The Blue Lagoon: A Romance
 “There’s northen burnin’ here, sir.” 

 “Neither is there, it’s all on deck. Something in the galley, maybe—rags, most likely, they’ve thrown on the fire.” 

 “Captain!” said Lestrange. 

 “Ay, ay.” 

 “Come here, please.” 

 Le Farge climbed on to the poop. 

 “I don’t know whether it’s my weakness that’s affecting my eyes, but there seems to me something strange about the main-mast.” 

 The main-mast near where it entered the deck, and for some distance up, seemed in motion—a corkscrew movement most strange to watch from the shelter of the awning. 

 This apparent movement was caused by a spiral haze of smoke so vague that one could only tell of its existence from the mirage-like tremor of the mast round which it curled. 

 “My God!” cried Le Farge, as he sprang from the poop and rushed forward. 

 Lestrange followed him slowly, stopping every moment to clutch the bulwark rail and pant for breath. He heard the shrill bird-like notes of the bosun’s pipe. He saw the hands emerging from the forecastle, like bees out of a hive; he watched them surrounding the main-hatch. He watched the tarpaulin and locking-bars removed. He saw the hatch opened, and a burst of smoke—black, villainous smoke—ascend to the sky, solid as a plume in the windless air. 

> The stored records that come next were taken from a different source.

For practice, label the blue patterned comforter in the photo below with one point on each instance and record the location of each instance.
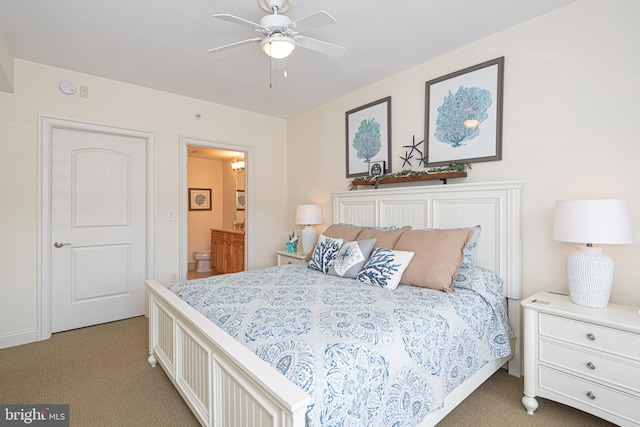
(365, 355)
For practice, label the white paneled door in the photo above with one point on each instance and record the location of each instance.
(98, 223)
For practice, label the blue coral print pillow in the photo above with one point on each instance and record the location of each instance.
(324, 253)
(385, 267)
(351, 257)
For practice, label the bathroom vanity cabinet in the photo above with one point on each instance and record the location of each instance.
(227, 250)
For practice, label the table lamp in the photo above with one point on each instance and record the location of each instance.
(589, 270)
(308, 215)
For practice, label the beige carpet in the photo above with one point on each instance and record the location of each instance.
(103, 374)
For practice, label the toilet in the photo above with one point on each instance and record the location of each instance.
(204, 260)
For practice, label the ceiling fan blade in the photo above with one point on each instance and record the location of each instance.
(236, 44)
(315, 20)
(320, 46)
(241, 21)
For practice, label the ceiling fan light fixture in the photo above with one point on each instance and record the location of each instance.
(278, 46)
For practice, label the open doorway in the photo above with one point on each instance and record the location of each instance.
(213, 231)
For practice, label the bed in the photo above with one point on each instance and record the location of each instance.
(232, 373)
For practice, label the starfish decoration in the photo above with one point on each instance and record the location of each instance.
(406, 160)
(422, 160)
(414, 146)
(408, 155)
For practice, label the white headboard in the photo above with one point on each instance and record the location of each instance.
(493, 205)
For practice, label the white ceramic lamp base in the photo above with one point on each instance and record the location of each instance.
(590, 275)
(309, 237)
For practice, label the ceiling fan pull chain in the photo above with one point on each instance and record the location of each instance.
(270, 66)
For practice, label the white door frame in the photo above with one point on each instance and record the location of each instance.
(184, 142)
(46, 126)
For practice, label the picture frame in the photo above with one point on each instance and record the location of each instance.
(463, 115)
(376, 168)
(368, 137)
(240, 199)
(199, 199)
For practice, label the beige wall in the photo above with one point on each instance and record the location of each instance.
(570, 129)
(115, 103)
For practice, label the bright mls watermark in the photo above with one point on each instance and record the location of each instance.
(34, 415)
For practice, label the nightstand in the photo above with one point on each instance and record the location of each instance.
(588, 358)
(285, 257)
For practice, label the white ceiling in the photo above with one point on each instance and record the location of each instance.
(163, 44)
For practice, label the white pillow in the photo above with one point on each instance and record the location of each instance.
(351, 257)
(385, 267)
(324, 253)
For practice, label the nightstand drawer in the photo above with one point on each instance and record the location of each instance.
(597, 366)
(602, 398)
(590, 335)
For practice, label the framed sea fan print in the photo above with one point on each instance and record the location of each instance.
(368, 137)
(463, 111)
(199, 199)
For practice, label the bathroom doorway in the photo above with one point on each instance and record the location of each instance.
(215, 189)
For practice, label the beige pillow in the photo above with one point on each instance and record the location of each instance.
(336, 231)
(384, 238)
(437, 259)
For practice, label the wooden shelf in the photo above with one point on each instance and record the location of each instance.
(443, 176)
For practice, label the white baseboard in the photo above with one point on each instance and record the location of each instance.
(18, 338)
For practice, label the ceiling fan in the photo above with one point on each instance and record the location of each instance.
(281, 34)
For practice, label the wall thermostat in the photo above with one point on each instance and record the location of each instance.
(67, 88)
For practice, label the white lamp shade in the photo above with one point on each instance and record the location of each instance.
(278, 46)
(308, 214)
(603, 221)
(589, 270)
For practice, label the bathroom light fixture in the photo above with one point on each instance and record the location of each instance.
(589, 270)
(236, 166)
(309, 215)
(278, 46)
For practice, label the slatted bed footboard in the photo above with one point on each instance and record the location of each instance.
(222, 381)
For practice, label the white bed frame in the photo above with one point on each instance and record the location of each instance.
(226, 384)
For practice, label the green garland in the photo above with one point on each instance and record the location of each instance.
(451, 167)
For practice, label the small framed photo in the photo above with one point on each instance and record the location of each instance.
(376, 168)
(199, 199)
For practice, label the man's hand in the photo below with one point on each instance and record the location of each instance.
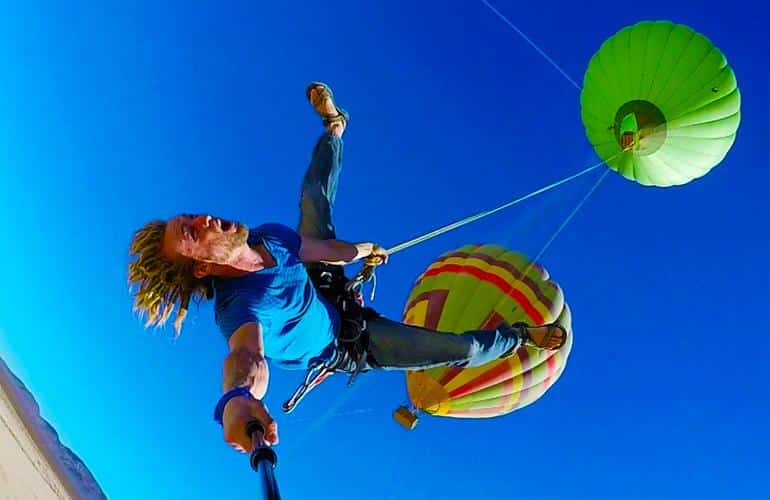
(239, 411)
(378, 256)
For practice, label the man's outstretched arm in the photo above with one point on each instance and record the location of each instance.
(246, 366)
(338, 251)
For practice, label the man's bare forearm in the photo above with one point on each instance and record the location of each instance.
(341, 252)
(244, 368)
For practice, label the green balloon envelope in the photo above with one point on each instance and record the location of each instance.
(660, 104)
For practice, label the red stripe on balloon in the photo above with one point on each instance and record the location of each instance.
(494, 280)
(489, 378)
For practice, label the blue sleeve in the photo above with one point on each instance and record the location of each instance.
(233, 316)
(280, 235)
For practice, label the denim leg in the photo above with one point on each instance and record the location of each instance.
(319, 188)
(396, 346)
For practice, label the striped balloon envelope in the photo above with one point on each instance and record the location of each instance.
(480, 287)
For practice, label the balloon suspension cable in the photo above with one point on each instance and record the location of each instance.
(533, 44)
(568, 219)
(487, 213)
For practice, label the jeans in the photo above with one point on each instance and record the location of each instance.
(392, 345)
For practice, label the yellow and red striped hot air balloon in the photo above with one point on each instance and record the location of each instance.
(479, 287)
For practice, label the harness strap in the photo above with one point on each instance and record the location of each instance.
(351, 353)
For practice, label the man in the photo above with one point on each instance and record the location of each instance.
(266, 305)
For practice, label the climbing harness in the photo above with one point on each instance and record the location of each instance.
(351, 353)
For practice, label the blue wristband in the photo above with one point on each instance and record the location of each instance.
(232, 393)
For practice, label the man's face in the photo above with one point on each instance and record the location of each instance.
(203, 238)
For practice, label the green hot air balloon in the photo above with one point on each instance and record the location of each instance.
(660, 104)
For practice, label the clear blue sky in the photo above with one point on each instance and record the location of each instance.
(117, 113)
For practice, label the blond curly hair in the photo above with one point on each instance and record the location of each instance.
(157, 283)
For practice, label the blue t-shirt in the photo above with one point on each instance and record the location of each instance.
(298, 325)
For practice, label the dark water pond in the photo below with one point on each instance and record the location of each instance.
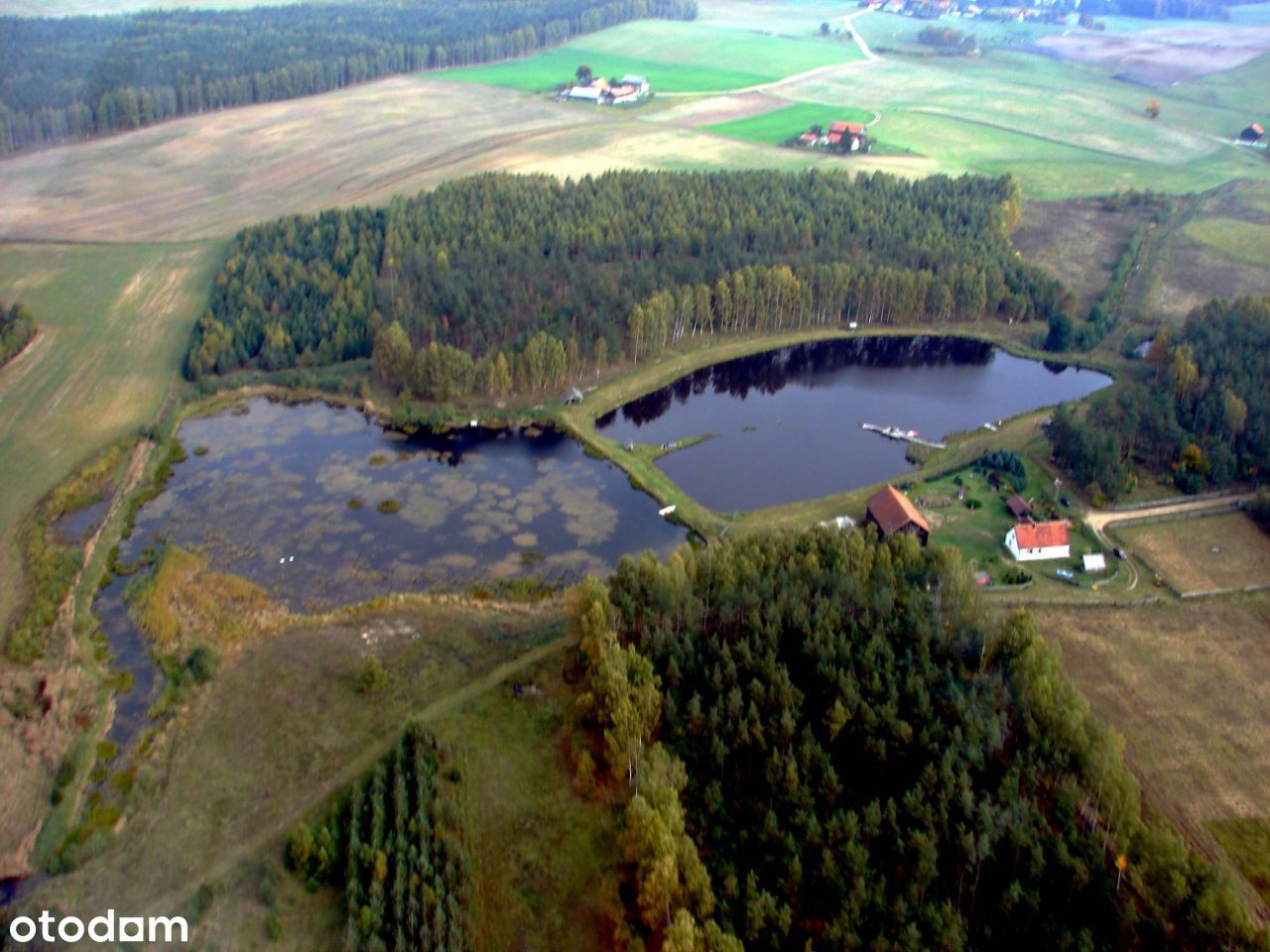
(77, 526)
(788, 421)
(264, 494)
(270, 500)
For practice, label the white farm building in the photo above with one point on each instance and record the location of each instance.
(1030, 542)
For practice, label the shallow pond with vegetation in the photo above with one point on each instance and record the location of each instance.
(785, 425)
(321, 508)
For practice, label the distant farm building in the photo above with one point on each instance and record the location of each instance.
(892, 512)
(841, 136)
(603, 93)
(1030, 542)
(1017, 507)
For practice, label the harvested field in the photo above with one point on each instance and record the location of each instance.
(209, 176)
(728, 108)
(113, 326)
(1078, 241)
(1189, 688)
(1205, 553)
(1160, 58)
(1219, 252)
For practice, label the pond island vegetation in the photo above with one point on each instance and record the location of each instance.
(770, 737)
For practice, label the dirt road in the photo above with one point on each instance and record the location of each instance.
(869, 56)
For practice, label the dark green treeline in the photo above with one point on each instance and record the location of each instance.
(626, 263)
(870, 763)
(1203, 414)
(393, 851)
(17, 329)
(71, 77)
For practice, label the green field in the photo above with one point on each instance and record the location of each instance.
(114, 321)
(675, 56)
(779, 125)
(1242, 240)
(887, 31)
(1064, 128)
(213, 800)
(96, 8)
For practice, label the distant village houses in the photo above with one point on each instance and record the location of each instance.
(841, 137)
(1046, 10)
(603, 91)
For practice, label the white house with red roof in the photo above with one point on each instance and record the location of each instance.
(1033, 542)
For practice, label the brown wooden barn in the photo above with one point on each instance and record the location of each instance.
(892, 512)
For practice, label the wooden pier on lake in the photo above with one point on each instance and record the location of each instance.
(905, 435)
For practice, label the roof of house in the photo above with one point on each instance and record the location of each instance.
(851, 128)
(1042, 535)
(893, 511)
(1017, 506)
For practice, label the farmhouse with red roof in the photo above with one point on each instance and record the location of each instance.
(1029, 542)
(892, 512)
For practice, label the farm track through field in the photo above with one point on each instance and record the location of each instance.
(452, 157)
(430, 712)
(869, 56)
(1101, 521)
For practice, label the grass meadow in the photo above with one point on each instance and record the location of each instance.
(1202, 555)
(114, 321)
(675, 56)
(1064, 128)
(217, 800)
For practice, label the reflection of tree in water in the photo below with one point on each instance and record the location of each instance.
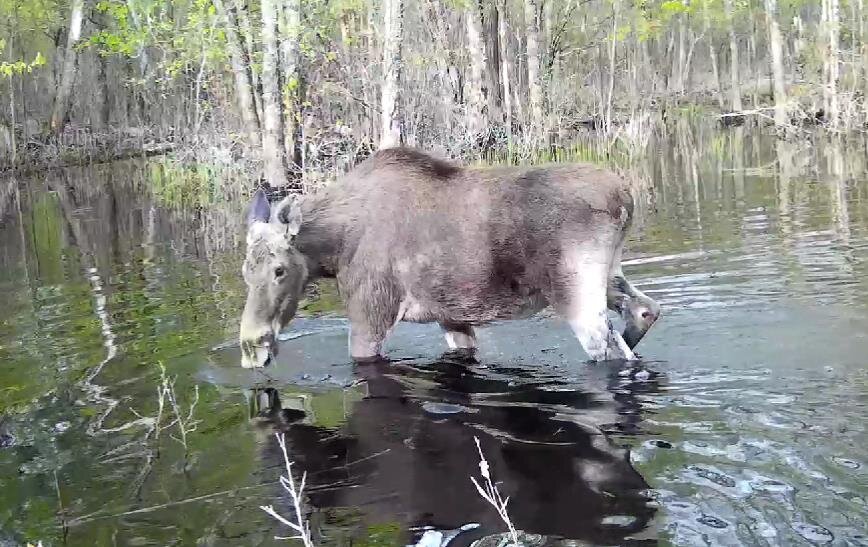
(406, 452)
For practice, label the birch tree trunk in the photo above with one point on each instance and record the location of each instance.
(777, 58)
(503, 35)
(248, 49)
(476, 111)
(531, 15)
(272, 134)
(241, 74)
(491, 40)
(290, 25)
(70, 65)
(393, 36)
(734, 85)
(712, 54)
(831, 19)
(609, 98)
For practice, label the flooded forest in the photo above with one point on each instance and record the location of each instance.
(133, 133)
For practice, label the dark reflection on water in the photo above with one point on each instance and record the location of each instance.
(748, 428)
(407, 452)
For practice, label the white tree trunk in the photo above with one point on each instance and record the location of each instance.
(503, 35)
(610, 98)
(290, 25)
(476, 112)
(776, 47)
(531, 14)
(393, 36)
(272, 134)
(831, 64)
(241, 73)
(734, 85)
(67, 76)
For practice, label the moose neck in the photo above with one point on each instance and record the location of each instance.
(320, 238)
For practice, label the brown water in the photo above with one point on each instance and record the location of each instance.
(745, 424)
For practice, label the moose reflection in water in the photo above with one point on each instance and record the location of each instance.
(412, 238)
(406, 452)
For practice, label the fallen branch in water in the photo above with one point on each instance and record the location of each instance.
(492, 495)
(302, 528)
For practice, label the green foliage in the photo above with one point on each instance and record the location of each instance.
(15, 68)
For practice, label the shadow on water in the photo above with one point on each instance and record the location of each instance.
(406, 452)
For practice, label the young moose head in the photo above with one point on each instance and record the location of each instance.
(275, 273)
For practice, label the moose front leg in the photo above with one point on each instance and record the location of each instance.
(459, 335)
(582, 302)
(373, 310)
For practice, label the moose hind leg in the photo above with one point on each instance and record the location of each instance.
(584, 282)
(459, 335)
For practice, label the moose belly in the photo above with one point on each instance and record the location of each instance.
(471, 307)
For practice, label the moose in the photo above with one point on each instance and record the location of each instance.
(412, 237)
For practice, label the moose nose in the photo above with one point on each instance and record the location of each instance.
(258, 352)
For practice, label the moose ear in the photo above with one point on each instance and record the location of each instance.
(288, 212)
(260, 210)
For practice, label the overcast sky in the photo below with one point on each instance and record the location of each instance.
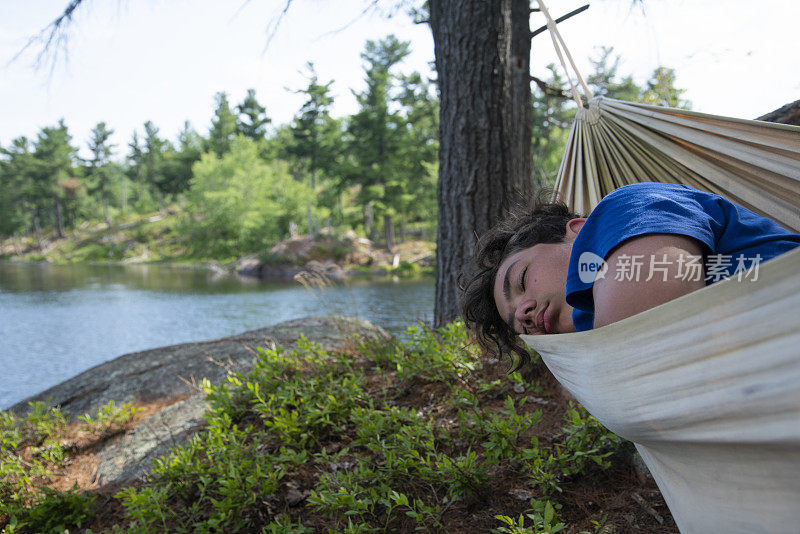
(132, 61)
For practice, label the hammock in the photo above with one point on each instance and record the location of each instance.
(707, 386)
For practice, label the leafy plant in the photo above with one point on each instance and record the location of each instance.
(110, 418)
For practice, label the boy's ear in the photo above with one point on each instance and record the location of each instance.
(573, 227)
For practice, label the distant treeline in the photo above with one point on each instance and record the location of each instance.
(240, 185)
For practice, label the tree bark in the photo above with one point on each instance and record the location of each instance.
(59, 213)
(388, 230)
(482, 54)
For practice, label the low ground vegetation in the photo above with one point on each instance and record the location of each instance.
(418, 435)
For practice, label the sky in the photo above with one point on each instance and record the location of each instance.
(163, 60)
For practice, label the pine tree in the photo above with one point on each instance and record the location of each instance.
(253, 120)
(314, 134)
(223, 126)
(54, 174)
(98, 166)
(375, 133)
(17, 202)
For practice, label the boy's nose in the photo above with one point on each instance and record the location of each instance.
(526, 314)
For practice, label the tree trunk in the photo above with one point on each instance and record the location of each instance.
(369, 222)
(388, 230)
(59, 208)
(482, 53)
(105, 212)
(310, 222)
(37, 230)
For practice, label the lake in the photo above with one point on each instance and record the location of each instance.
(59, 320)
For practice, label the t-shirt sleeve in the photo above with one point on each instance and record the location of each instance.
(631, 211)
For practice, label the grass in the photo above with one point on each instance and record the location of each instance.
(395, 437)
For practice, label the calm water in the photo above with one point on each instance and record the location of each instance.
(56, 321)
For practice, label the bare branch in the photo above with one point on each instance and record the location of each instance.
(560, 19)
(54, 39)
(272, 27)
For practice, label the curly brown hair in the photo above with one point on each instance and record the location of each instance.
(524, 227)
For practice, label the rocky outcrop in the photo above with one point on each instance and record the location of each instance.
(169, 376)
(131, 457)
(174, 372)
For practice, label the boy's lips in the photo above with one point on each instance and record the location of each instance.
(543, 321)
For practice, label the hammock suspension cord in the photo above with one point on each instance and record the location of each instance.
(558, 45)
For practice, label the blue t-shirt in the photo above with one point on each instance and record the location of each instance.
(729, 234)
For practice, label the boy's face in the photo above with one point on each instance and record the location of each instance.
(530, 287)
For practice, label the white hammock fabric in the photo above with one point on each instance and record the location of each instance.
(613, 143)
(708, 385)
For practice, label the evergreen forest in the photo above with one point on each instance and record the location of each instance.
(239, 186)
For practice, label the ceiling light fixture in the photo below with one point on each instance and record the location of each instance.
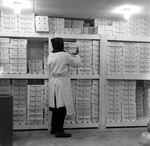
(17, 7)
(127, 10)
(127, 13)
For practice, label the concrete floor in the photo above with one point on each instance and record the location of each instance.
(81, 137)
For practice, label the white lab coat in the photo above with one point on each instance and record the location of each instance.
(59, 79)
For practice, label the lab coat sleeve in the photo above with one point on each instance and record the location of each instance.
(74, 61)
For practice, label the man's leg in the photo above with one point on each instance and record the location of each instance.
(61, 113)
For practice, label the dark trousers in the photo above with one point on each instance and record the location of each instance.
(58, 117)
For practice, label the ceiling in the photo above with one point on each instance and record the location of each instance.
(84, 9)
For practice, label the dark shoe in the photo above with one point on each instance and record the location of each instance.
(62, 134)
(52, 131)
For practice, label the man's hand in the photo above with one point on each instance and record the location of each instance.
(77, 52)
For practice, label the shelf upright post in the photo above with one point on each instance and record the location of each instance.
(103, 83)
(50, 50)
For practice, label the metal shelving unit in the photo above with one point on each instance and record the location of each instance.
(144, 120)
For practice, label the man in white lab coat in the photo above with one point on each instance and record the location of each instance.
(60, 95)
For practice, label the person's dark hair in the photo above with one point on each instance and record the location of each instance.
(57, 44)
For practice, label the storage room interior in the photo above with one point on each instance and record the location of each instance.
(110, 90)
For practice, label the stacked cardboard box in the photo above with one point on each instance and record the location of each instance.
(146, 99)
(45, 101)
(139, 102)
(42, 24)
(95, 100)
(57, 25)
(18, 56)
(121, 105)
(11, 22)
(35, 104)
(4, 55)
(45, 57)
(19, 92)
(35, 66)
(86, 100)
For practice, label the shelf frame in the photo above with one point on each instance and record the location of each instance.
(128, 39)
(25, 35)
(129, 77)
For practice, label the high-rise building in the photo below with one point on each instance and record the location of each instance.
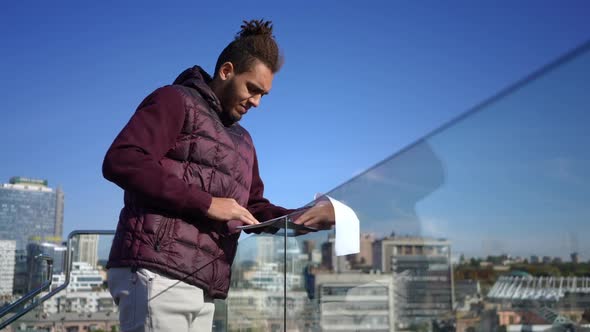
(422, 273)
(7, 264)
(85, 249)
(355, 301)
(30, 210)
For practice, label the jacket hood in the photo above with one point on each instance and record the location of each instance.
(198, 79)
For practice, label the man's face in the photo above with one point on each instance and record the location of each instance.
(242, 91)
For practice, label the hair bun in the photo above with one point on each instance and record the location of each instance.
(255, 28)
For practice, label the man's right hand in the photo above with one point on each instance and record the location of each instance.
(226, 209)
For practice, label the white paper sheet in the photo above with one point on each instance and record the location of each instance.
(347, 229)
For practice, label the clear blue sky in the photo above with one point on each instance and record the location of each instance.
(361, 81)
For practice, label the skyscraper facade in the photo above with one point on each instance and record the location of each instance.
(30, 211)
(7, 258)
(85, 249)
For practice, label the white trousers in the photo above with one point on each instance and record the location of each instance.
(151, 302)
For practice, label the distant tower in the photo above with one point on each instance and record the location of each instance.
(7, 264)
(575, 257)
(85, 249)
(30, 211)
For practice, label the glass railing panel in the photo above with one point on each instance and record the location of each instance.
(257, 296)
(482, 225)
(85, 304)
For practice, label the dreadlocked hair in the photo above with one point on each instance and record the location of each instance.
(254, 41)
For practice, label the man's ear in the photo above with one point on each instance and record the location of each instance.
(226, 70)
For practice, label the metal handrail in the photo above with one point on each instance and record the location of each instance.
(47, 283)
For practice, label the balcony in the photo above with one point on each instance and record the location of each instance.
(502, 185)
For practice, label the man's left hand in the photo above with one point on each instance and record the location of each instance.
(320, 216)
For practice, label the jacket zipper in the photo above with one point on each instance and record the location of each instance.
(160, 233)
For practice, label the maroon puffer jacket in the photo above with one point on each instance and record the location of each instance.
(171, 158)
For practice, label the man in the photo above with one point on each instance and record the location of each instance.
(190, 176)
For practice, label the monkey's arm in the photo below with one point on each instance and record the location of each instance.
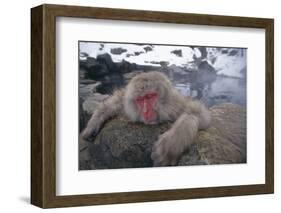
(170, 145)
(108, 109)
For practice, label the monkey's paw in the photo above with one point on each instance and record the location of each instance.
(89, 134)
(164, 152)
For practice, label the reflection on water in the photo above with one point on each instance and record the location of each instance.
(222, 89)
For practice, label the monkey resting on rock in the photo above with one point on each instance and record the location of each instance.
(150, 98)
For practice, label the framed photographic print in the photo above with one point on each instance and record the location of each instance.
(136, 106)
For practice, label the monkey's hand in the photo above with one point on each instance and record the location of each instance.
(170, 145)
(92, 128)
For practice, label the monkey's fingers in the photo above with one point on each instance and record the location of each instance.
(89, 134)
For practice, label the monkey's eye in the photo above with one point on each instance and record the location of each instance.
(139, 99)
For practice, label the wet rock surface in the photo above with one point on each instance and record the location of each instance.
(123, 144)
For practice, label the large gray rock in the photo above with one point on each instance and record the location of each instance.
(123, 144)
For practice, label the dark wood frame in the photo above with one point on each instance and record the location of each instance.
(43, 105)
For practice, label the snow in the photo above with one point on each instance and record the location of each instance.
(225, 64)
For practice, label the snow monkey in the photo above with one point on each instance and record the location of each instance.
(150, 98)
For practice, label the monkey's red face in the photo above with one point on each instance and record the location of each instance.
(146, 105)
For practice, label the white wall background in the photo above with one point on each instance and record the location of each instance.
(15, 105)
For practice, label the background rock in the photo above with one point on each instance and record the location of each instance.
(123, 144)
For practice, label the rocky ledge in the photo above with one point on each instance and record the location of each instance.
(123, 144)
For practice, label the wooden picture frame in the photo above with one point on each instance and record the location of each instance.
(43, 105)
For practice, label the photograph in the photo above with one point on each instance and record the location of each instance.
(156, 105)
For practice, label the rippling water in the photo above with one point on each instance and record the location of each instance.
(221, 90)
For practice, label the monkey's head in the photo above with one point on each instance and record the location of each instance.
(145, 95)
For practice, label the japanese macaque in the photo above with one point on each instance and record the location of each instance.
(150, 98)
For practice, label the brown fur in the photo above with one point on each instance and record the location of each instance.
(188, 116)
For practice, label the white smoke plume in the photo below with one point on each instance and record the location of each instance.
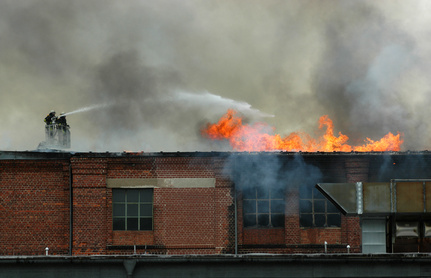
(150, 74)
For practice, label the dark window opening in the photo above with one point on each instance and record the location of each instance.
(132, 209)
(316, 211)
(263, 207)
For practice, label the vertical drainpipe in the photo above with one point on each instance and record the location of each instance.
(236, 221)
(70, 209)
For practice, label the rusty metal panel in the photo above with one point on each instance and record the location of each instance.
(409, 197)
(342, 195)
(428, 196)
(377, 197)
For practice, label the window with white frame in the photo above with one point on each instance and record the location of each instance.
(263, 207)
(316, 211)
(132, 209)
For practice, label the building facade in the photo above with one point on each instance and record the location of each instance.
(195, 203)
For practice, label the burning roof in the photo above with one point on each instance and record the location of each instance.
(260, 137)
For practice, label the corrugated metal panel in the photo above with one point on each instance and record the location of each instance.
(409, 197)
(342, 195)
(398, 196)
(377, 197)
(373, 236)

 Lestrange was a man of a highly nervous temperament, and it is just this sort of man who keeps his head in an emergency, whilst your level-headed, phlegmatic individual loses his balance. His first thought was of the children, his second of the boats. 

 In the battering off Cape Horn the Northumberland lost several of her boats. There were left the long-boat, a quarter-boat, and the dinghy. He heard Le Farge’s voice ordering the hatch to be closed and the pumps manned, so as to flood the hold; and, knowing that he could do nothing on deck, he made as swiftly as he could for the saloon companion-way. 

 Mrs Stannard was just coming out of the children’s cabin.